Rare earth elements, such as neodymium, are used to make strong magnets for Electronic devices such as hybrid cars, aircraft generators, loudspeakers, hard drives, and in-ear headphones. Mineral deposits containing neodymium, on the other hand, are hard to come by and can only be found in a few areas on the planet. With a growing need for neodymium from a variety of industries, focus has shifted to recycling the elements found in outdated computers and printed circuit boards, often known as Electronic waste, in order to meet demand.
Separating the valuable elements from the other minerals and components contained in e-waste, on the other hand, proves difficult. Amir Sheikhi, assistant professor of chemical engineering and biomedical engineering at Penn State, describes a new nanotechnology for separating neodymium using plant cellulose, which is found in paper, cotton, and pulp, in a recent study in the Chemical Engineering Journal.
According to Sheikhi, hairy cellulose nanocrystals, nanoparticles formed from cellulose fibrils, attach exclusively to neodymium ions in the process, isolating them from other ions such as iron, calcium, and sodium. Due to cellulose chains connected to their two ends, which perform crucial chemical processes, the nanoparticles are referred to as “hairy.” The researchers accomplished this by negatively charging the nanoparticles’ hairy layers in order to attract and bond with the positively charged neodymium ions, resulting in particle aggregation into bigger pieces that can be successfully recycled and reused.

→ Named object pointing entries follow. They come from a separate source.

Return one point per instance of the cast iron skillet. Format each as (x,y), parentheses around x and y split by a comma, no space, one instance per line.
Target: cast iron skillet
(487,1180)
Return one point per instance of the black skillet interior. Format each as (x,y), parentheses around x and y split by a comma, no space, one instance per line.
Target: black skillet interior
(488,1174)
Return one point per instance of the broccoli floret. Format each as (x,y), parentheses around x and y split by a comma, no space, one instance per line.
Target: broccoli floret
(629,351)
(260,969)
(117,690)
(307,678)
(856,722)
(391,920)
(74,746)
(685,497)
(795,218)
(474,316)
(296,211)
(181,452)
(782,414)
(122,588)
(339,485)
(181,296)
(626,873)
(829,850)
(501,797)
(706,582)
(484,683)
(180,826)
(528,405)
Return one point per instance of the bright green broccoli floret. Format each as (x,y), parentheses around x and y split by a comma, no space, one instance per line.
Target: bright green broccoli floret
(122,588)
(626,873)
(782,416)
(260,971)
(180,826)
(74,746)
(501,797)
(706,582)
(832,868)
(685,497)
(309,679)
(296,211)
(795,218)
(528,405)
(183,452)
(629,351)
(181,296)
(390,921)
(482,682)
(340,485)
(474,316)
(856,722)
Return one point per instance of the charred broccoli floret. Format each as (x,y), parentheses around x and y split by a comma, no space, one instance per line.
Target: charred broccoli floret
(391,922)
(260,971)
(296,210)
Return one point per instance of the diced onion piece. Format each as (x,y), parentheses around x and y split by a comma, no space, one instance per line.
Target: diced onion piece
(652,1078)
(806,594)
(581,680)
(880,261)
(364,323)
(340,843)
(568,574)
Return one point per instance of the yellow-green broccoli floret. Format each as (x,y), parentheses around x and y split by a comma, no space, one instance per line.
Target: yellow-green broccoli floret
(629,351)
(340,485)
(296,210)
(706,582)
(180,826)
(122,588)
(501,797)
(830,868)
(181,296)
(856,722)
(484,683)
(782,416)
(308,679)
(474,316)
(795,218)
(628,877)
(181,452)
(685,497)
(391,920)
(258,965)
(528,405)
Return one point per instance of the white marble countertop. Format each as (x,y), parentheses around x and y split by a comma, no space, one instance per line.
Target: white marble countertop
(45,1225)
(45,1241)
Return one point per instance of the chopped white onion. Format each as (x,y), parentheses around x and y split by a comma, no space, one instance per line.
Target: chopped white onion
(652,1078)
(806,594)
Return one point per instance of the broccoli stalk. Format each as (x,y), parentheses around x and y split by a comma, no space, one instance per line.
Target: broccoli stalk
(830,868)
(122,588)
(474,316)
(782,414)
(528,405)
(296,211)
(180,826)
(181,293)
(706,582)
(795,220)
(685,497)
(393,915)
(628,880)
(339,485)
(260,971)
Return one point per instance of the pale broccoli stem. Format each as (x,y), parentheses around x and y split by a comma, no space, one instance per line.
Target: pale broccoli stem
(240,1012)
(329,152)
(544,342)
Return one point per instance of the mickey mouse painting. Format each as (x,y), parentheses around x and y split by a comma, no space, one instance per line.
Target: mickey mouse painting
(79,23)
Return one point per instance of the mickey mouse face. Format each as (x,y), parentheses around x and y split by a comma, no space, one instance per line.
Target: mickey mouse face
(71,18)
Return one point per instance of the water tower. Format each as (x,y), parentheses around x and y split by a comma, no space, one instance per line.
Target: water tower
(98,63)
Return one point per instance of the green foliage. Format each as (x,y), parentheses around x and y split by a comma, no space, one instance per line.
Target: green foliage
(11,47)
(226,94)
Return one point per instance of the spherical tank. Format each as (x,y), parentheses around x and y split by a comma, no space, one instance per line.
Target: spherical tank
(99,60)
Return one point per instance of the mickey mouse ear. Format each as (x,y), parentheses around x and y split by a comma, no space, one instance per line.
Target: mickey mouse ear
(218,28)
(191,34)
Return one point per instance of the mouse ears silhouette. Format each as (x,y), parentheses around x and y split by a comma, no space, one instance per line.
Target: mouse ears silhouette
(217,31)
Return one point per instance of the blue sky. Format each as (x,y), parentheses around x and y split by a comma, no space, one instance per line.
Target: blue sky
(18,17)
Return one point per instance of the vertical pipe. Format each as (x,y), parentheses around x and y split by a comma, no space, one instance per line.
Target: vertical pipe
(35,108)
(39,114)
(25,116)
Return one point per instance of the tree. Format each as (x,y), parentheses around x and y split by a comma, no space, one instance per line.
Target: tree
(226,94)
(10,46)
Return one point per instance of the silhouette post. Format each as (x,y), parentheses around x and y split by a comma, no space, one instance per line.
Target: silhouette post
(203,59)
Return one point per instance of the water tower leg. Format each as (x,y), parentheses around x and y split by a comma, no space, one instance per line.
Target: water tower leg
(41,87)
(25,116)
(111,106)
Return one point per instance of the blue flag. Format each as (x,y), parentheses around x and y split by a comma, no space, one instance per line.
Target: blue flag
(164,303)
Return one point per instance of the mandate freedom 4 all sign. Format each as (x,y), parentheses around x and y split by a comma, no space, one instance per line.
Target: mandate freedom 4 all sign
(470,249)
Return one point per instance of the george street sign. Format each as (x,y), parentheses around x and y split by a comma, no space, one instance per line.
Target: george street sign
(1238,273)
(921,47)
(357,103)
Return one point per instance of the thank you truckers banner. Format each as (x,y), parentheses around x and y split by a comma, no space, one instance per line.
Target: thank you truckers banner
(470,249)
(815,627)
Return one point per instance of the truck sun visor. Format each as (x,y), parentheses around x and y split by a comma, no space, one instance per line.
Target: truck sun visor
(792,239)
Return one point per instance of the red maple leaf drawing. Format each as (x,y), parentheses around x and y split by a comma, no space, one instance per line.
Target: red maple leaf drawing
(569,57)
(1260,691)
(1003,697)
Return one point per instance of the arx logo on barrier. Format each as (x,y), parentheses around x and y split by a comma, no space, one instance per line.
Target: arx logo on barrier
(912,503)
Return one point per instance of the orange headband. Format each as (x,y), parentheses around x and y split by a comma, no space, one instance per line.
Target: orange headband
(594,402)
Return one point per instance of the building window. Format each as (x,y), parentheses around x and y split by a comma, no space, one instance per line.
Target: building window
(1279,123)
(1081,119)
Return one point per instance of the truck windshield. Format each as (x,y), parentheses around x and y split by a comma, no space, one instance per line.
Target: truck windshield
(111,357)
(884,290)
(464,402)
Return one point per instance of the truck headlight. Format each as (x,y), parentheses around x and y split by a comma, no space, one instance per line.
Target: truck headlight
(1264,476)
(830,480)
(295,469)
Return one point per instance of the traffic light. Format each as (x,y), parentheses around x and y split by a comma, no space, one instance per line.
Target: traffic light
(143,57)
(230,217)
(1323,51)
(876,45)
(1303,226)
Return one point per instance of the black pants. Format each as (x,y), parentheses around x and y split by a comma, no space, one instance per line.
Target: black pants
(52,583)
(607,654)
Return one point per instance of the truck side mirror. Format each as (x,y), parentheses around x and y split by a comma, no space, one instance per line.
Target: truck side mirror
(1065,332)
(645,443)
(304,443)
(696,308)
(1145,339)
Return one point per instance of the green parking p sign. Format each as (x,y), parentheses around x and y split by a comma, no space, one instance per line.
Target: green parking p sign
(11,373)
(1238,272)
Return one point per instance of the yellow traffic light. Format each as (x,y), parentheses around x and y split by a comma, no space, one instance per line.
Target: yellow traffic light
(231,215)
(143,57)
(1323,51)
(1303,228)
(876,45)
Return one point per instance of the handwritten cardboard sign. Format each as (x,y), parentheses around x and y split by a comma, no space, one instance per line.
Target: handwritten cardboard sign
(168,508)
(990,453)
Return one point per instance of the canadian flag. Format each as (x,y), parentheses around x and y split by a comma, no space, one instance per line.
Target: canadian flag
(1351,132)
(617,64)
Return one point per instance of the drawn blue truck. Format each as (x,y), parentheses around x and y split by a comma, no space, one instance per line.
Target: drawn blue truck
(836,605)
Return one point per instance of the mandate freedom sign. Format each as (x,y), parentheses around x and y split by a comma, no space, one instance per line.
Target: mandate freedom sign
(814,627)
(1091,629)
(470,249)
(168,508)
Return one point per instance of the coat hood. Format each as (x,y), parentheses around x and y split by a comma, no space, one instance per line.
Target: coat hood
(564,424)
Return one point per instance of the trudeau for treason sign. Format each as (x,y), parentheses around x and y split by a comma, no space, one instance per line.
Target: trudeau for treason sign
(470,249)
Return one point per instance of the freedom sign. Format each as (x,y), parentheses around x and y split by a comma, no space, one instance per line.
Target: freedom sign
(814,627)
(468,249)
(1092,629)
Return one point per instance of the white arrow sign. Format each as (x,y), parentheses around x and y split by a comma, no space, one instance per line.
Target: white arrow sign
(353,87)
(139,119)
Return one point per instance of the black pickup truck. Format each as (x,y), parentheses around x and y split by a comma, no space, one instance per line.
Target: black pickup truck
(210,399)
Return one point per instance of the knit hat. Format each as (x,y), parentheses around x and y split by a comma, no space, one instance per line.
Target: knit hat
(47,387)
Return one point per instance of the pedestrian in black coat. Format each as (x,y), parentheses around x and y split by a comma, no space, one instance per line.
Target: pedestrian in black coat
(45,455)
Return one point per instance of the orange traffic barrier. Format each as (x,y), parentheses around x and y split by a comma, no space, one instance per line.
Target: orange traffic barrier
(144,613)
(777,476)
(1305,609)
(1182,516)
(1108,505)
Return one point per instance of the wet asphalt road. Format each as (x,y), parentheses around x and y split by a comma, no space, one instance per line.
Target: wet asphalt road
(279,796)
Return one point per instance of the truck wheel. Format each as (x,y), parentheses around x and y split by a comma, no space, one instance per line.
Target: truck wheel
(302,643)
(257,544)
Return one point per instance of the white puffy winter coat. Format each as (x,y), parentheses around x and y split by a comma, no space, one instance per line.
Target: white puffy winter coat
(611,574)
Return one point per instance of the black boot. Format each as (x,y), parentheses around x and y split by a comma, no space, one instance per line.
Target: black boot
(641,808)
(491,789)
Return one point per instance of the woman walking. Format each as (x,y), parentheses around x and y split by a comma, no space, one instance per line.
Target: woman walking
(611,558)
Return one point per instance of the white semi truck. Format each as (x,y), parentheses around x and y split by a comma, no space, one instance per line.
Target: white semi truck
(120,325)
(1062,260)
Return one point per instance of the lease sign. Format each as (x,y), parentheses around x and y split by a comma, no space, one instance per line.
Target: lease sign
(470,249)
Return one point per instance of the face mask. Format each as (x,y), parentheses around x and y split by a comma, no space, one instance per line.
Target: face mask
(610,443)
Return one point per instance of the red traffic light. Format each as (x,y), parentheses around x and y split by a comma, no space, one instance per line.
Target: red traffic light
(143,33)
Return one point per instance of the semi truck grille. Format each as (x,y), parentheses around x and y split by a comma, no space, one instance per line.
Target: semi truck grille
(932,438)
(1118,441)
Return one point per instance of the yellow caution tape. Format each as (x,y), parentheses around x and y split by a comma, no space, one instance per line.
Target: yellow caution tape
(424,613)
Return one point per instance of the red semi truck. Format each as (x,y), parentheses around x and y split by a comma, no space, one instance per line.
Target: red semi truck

According to Sheikhi, current rare earth element recycling procedures are harmful to the environment. To extract the components in chemical reactions, they frequently use highly acidic conditions. Because cellulose, an affordable renewable material, is used in Sheikhi’s procedure, it is environmentally friendly. The traditional mining technique is hazardous and costly, with open-pit mining having negative environmental consequences.